Começou como uma ação natural e espontânea – apenas um hobby! Desde menina, eu gostava de escutar sobre a Fortaleza antiga. Meu pai era um saudosista e amava ficar falando da sua juventude e de como tudo havia mudado tão radicalmente. Foram tantas histórias e tantos bons momentos de pai e filha que elas acabaram empreguinando meu coração e mente e me deixando ainda mais curiosa. Eu queria saber mais sobre a minha cidade. Então, li o livro ‘A Normalista’ de Adolfo Caminha, e minha curiosidade explodiu. Passei a querer conhecer a Fortaleza ali narrada, descobrir as ruas de ontem na cidade de hoje, e foi quando comecei a colecionar fotos da capital e livros que contavam um pouco mais sobre a ‘loura desposada do sol’. O hobby ficou tão sério que em 2009, já com uma boa quantidade de material arquivado, tive a ideia de criar um blog, para compartilhar meu amor pela cidade com mais pessoas. Hoje, posso dizer que foi – sem dúvida – uma das melhores ideias que já tive. O Fortaleza Nobre tem aberto muitas portas. Conheci pessoas maravilhosas, escrevi um livro, participei de projetos incríveis, como a exposição “Corações e Mentes da Praia de Iracema” em 2011, fiz parte do projeto VÓS do Jornal Tribuna do Ceará em 2016, onde eu tinha uma coluna e falava sobre a cidade, com vários vídeos em pontos históricos, e, mais recentemente, colaborei com o Projeto Calçada Viva, no centro da cidade, na Rua Barão do Rio Branco, da Prefeitura Municipal de Fortaleza, com os quiosques temáticos, cada um trazendo um pouco da história de vários locais da cidade.

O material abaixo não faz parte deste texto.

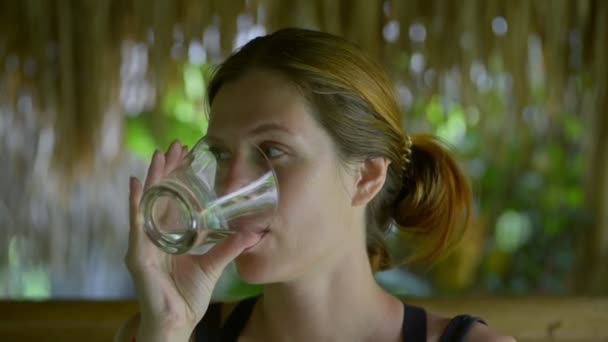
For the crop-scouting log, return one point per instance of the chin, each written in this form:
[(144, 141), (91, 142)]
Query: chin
[(253, 269)]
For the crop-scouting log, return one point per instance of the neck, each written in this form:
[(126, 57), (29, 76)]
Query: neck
[(342, 302)]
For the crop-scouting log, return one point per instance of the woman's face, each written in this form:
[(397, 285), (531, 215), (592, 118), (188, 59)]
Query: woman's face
[(315, 216)]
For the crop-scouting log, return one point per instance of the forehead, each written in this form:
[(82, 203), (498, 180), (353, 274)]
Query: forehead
[(258, 97)]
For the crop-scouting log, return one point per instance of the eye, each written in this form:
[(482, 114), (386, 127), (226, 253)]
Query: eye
[(219, 154), (272, 152)]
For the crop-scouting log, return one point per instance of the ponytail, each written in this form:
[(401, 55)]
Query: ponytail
[(434, 207)]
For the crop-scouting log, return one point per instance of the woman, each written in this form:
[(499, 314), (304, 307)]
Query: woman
[(327, 118)]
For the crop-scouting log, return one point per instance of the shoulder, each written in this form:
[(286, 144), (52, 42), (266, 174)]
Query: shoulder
[(481, 332), (128, 329), (437, 325)]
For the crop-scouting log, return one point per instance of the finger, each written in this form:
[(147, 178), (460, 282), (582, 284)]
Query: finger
[(184, 153), (214, 261), (156, 169), (173, 157), (135, 194)]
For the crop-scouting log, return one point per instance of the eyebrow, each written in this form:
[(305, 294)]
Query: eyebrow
[(263, 128)]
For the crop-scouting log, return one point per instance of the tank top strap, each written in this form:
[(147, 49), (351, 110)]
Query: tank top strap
[(458, 328), (414, 324)]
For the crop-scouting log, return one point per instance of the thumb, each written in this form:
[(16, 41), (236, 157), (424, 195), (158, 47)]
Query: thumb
[(217, 258)]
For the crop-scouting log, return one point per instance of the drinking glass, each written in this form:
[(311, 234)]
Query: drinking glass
[(209, 197)]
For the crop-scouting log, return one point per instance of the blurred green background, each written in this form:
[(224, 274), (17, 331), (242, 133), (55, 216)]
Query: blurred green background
[(519, 89)]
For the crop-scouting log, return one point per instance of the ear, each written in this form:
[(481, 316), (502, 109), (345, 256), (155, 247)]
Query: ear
[(371, 177)]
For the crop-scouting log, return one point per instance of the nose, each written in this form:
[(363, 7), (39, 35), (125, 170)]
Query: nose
[(234, 174)]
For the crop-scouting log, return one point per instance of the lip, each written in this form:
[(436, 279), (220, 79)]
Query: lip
[(263, 233), (247, 228)]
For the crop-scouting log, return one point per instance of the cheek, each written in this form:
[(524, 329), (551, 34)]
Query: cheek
[(312, 210)]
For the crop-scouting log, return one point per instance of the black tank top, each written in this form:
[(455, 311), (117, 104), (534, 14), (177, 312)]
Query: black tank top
[(414, 327)]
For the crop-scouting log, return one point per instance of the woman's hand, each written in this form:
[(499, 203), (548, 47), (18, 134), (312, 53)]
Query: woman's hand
[(173, 290)]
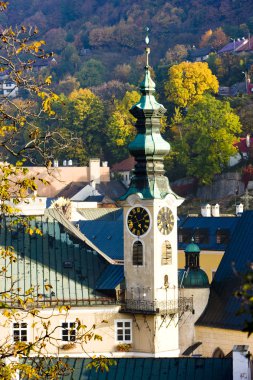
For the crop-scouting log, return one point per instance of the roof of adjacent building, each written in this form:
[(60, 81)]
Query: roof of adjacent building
[(106, 235), (199, 53), (59, 257), (155, 368), (232, 46), (211, 224), (125, 165), (103, 191), (221, 311), (247, 46)]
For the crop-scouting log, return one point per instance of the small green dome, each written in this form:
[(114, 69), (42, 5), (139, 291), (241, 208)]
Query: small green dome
[(195, 278), (192, 248)]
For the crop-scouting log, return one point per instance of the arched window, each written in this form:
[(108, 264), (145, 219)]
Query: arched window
[(166, 253), (137, 253)]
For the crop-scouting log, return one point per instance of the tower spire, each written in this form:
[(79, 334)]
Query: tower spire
[(148, 147)]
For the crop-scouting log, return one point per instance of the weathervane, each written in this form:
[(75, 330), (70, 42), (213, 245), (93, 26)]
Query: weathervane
[(147, 49)]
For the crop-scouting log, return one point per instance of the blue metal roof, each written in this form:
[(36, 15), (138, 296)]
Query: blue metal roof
[(212, 225), (222, 307), (57, 258), (111, 277), (155, 369), (106, 235)]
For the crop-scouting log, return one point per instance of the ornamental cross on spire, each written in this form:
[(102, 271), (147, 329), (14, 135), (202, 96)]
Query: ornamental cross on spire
[(147, 48)]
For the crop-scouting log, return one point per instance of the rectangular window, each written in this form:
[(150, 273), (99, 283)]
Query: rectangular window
[(68, 331), (201, 236), (19, 332), (222, 236), (123, 331), (185, 235)]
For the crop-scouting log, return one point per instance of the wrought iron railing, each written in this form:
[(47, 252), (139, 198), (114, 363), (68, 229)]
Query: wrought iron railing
[(157, 307)]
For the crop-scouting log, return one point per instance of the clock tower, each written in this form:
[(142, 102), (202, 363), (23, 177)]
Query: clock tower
[(150, 234)]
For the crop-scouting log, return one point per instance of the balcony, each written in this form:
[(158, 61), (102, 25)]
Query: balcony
[(169, 307)]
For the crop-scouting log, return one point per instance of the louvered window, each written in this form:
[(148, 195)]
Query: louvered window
[(166, 253), (137, 253)]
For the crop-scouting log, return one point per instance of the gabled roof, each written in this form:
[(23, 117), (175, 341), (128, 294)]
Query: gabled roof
[(76, 232), (107, 236), (58, 258), (103, 213), (72, 189), (111, 277), (212, 225), (125, 165), (223, 305), (156, 369)]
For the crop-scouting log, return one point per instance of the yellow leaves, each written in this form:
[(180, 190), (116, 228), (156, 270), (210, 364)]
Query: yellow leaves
[(35, 47), (6, 313), (188, 82), (48, 287), (48, 80)]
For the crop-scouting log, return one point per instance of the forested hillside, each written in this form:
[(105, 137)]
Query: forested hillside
[(115, 25), (98, 60)]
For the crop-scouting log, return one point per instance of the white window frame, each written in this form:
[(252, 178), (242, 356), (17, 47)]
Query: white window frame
[(20, 328), (68, 328), (143, 253), (123, 328)]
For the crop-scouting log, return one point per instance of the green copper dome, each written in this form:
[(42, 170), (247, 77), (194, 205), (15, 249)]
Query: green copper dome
[(195, 278), (148, 148)]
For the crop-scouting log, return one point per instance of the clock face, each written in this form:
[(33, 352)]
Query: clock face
[(165, 220), (138, 221)]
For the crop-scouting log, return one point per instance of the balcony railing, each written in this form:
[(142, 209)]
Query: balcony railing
[(157, 307)]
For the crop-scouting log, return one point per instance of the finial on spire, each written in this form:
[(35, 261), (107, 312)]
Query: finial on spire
[(147, 49)]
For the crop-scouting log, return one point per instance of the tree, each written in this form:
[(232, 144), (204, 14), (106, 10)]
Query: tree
[(82, 113), (120, 128), (216, 38), (176, 54), (20, 50), (91, 73), (209, 131), (188, 82)]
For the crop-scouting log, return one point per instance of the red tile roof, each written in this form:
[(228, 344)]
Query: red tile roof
[(247, 46), (241, 145)]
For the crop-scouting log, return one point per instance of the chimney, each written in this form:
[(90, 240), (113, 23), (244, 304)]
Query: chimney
[(241, 363), (206, 210), (239, 209), (94, 170), (216, 210)]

Há algum episódio marcante ao longo de sua vida de pesquisadora e historiadora?
Um belo dia recebi uma mensagem da Glória Perez por WhatsApp. Sim, a superpoderosa escritora, roteirista, produtora e autora brasileira ganhadora do Prêmio Emmy, e, ainda por cima, neta de avó cearense. Eu fiquei meio sem saber o que pensar… Ela entrou em contato querendo saber sobre o paradeiro de um primo seu, que havia morrido pilotando um avião que caiu na avenida Dom Manoel – um triste acontecimento em 1942 que ficou conhecido como O Caso Balalaika. Glória falou que já havia revirado tudo procurando reportagens sobre o acidente de seu primo e não havia tido sucesso; foi quando, pesquisando sites cearenses, achou o FN e entrou em contato. Após alguns dias de conversas e muita pesquisa, conseguimos montar seu quebra-cabeças pessoal e o assunto virou postagem no blog. Foi um momento investigativo bem gratificante de utilidade pública que pode confortar alguns corações. Foi – literalmente – glorioso ajudar!
Meu céu é pleno de paz
Sem chaminés ou fumaça
No peito enganos mil
Na Terra é pleno abril
Você pode listar algumas alegrias que o Fortaleza Nobre lhe trouxe?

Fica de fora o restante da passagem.